‘Exceptional entrepreneur put Eilat on world tourist map’

David Lewis, the exceptional entrepreneur and philanthropist, and head of the Isrotel Group dies at 87.

David Lewis 311 (photo credit: Courtesy)
David Lewis 311
(photo credit: Courtesy)
David Lewis, the exceptional entrepreneur and philanthropist, head of the Isrotel Group that put Eilat on the world tourist map, is dead at 87.
The Lewis family, and especially David’s wife, Ruth, a woman with a distinguished, kind presence, and David’s children and grandchildren have all enjoyed better, more meaningful lives because of David Lewis. So did the Jewish Community and the English people more generally, Israel and many individuals and institutions in both countries.
David was always a gentleman to the core of his being, a faithful Jew, a courageous and caring human being and modest to a fault.
I have been privileged to enjoy David’s friendship for many years.
My institute, The Israel Center for Social and Economic Progress has been a beneficiary of his largess. He did all he could to help us make Israel economically viable and prosperous.
We met whenever David visited Israel and could take time off from his many duties and preoccupations.
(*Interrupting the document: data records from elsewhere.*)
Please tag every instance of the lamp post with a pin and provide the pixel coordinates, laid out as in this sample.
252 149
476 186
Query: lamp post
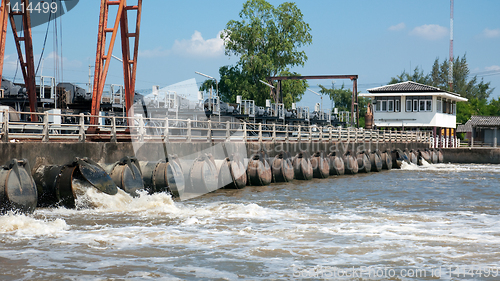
210 77
321 96
216 91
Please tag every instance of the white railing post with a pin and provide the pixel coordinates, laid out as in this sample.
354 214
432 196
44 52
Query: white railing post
166 131
141 128
274 132
189 130
209 132
45 130
81 128
5 126
260 132
113 129
244 131
286 133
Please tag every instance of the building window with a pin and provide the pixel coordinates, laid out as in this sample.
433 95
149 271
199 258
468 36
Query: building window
408 105
387 104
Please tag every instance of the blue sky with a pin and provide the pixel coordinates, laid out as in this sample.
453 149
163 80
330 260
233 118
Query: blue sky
374 39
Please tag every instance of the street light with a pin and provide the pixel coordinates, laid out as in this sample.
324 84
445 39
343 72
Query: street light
210 77
321 96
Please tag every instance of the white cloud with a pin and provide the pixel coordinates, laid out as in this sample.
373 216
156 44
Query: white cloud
492 68
491 33
430 31
155 53
199 47
397 27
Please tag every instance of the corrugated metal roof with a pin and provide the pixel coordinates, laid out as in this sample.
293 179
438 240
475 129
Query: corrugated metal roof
407 87
486 121
465 128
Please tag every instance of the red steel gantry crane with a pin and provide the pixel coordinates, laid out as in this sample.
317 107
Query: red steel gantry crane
103 56
26 60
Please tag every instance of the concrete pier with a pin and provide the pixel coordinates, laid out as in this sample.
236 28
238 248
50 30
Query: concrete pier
469 155
57 153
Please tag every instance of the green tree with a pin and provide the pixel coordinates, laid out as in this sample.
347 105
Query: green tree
438 77
476 91
268 42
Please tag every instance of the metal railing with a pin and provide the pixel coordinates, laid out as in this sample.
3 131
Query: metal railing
76 128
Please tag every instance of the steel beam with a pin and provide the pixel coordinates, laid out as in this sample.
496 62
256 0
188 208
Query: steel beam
26 59
353 78
103 55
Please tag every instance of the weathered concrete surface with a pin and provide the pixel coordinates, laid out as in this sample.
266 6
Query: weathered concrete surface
476 155
55 153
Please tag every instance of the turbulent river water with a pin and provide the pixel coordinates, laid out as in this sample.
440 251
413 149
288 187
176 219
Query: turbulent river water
376 226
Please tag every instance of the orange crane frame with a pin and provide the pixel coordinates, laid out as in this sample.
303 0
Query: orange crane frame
103 56
27 62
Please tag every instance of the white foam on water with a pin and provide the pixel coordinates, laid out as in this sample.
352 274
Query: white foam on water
19 225
89 197
195 239
448 167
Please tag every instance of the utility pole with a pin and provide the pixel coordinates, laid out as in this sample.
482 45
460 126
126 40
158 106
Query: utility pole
450 71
There was not one meeting in which the conversation did not extend to the many interests of David’s, whether contemporary or historic, and that did not display his multifaceted and detailed knowledge and strong convictions and values, but above all his care for everything that touched his life, and his warm humanity.
Like his namesake, David was a king and a poet, a supreme leader in getting good works done, whether in business or in charity, a poet in his nuanced understanding of people, in his empathy for them, in the way he got involved in their life, always helping to make it better, to enrich it in many varied ways, material and spiritual.
David was a practical man; look at all that he has built, solidly, in times that were shifting and uncertain, often dangerous. Look at what he did for Eilat – a thriving city now, at the bottom edge of Israel that David transformed from a backwater, struggling to survive, into a gem on Israel’s tourist map. Loot at his pioneering enterprise, the sparkling spa he built on the Carmel range and his newest love, the unique inn “Bereshit” (with its Biblical connotations) on the rim of the majestic Grand Canyon of Israel, the Ramon Crater.
David was a visionary – one would hesitate to call him a dreamer - because unlike even the best of dreamers, he has managed to mostly translate his visions into good works.
And there are so many of them, too many to enumerate because the list is so long and because nothing would have embarrassed David more than praise for his works.
So please forgive us David if after you left us we managed to embarrass you, but it could not be avoided. It is our duty of love to talk in praise of extraordinary people, to hold them up as an example for all and as role models for the young.
Many have loved you deeply, David, because you were the kind of man who evoked love, not only for himself, but for humanity, that you represented so honorably and magnificently.
The writer is the director of the Israel Center for Social and Economic Progress.